I too wish it was a built-in Proxmox feature, or at least officially
documented...

[1]: [https://blog.jenningsga.com/private-network-with-
proxmox/](https://blog.jenningsga.com/private-network-with-proxmox/)

------
slifin
I installed Proxmox at a previous job, doing snapshots in seconds on a
database container was nice for backups and the UI makes you feel informed and
in control

I would recommend it for most businesses honestly

------
gbuk2013
Proxmox is awesome. :)

Back several years ago I worked on a project to build a system for making
demos of network solutions. We ran Proxmox inside of an ESX virtual machine
and then used it to virtualise various pieces of the demo architecture.

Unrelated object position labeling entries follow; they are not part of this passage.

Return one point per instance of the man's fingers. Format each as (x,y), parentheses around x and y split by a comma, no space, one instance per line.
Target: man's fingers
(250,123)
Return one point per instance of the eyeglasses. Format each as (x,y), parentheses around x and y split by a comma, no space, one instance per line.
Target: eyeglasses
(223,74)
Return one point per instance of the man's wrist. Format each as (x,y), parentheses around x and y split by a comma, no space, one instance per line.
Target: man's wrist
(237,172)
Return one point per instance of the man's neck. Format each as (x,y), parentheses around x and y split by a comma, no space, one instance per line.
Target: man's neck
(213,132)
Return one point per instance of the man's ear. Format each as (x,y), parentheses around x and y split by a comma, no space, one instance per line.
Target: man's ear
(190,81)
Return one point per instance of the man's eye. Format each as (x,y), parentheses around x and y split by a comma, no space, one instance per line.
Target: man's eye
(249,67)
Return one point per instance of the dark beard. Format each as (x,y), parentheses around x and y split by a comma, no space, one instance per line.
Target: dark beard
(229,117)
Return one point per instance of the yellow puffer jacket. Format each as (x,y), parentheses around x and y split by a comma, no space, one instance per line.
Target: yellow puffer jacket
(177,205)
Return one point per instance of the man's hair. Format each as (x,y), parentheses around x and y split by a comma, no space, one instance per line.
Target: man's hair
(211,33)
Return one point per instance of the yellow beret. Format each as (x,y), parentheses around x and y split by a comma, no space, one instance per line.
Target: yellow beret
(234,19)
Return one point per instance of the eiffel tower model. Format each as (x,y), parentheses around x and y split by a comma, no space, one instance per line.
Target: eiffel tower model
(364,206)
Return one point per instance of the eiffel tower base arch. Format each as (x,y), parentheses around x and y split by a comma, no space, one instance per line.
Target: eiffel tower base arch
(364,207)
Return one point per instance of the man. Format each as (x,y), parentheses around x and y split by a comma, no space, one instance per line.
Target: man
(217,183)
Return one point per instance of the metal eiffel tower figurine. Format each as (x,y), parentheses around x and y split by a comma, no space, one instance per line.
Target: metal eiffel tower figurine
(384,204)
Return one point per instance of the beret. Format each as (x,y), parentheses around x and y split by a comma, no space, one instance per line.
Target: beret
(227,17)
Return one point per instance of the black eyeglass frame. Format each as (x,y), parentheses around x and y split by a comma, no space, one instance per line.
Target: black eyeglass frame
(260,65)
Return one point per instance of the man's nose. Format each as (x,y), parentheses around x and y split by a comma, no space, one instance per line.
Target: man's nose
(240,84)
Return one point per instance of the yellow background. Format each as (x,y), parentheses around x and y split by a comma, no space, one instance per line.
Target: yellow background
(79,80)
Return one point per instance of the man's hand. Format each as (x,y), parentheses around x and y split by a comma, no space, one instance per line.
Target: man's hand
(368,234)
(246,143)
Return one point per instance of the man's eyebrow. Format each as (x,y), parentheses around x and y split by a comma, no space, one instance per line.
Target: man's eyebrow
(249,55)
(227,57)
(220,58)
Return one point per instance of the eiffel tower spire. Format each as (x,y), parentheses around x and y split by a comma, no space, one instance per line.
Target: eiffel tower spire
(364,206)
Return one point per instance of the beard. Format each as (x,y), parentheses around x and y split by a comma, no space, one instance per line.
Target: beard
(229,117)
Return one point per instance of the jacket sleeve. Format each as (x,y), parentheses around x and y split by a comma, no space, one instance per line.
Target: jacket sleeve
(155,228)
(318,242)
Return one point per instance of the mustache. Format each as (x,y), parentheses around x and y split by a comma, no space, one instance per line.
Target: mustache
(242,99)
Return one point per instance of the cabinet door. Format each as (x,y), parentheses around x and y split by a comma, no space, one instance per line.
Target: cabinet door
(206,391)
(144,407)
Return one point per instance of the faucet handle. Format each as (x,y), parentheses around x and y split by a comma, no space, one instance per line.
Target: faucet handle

The
ESX image could simply be coped to an external drive for the consultant to
use.

Ultimately the company went for a central-lab demo environment instead but it
was pretty cool anyway.

The demo itself was stored as a bunch of Ansible playbooks and assorted scrips
so it was Git-friendly, to be applied to a generic ESX template.

We built cool things like a canvas-based Visio-like UI that could be used to
define VMs / containers / networks and provision at the touch of a button.

Similarly the solution itself would be visualised using a diagram that
supported dynamic components like links showing traffic, counters, graphs etc
that would show traffic running between the VMs inside the demo.

We also had a central server that would store pre-created demo templates using
Ceph that could checked-out for use via a web UI.

Fun times :)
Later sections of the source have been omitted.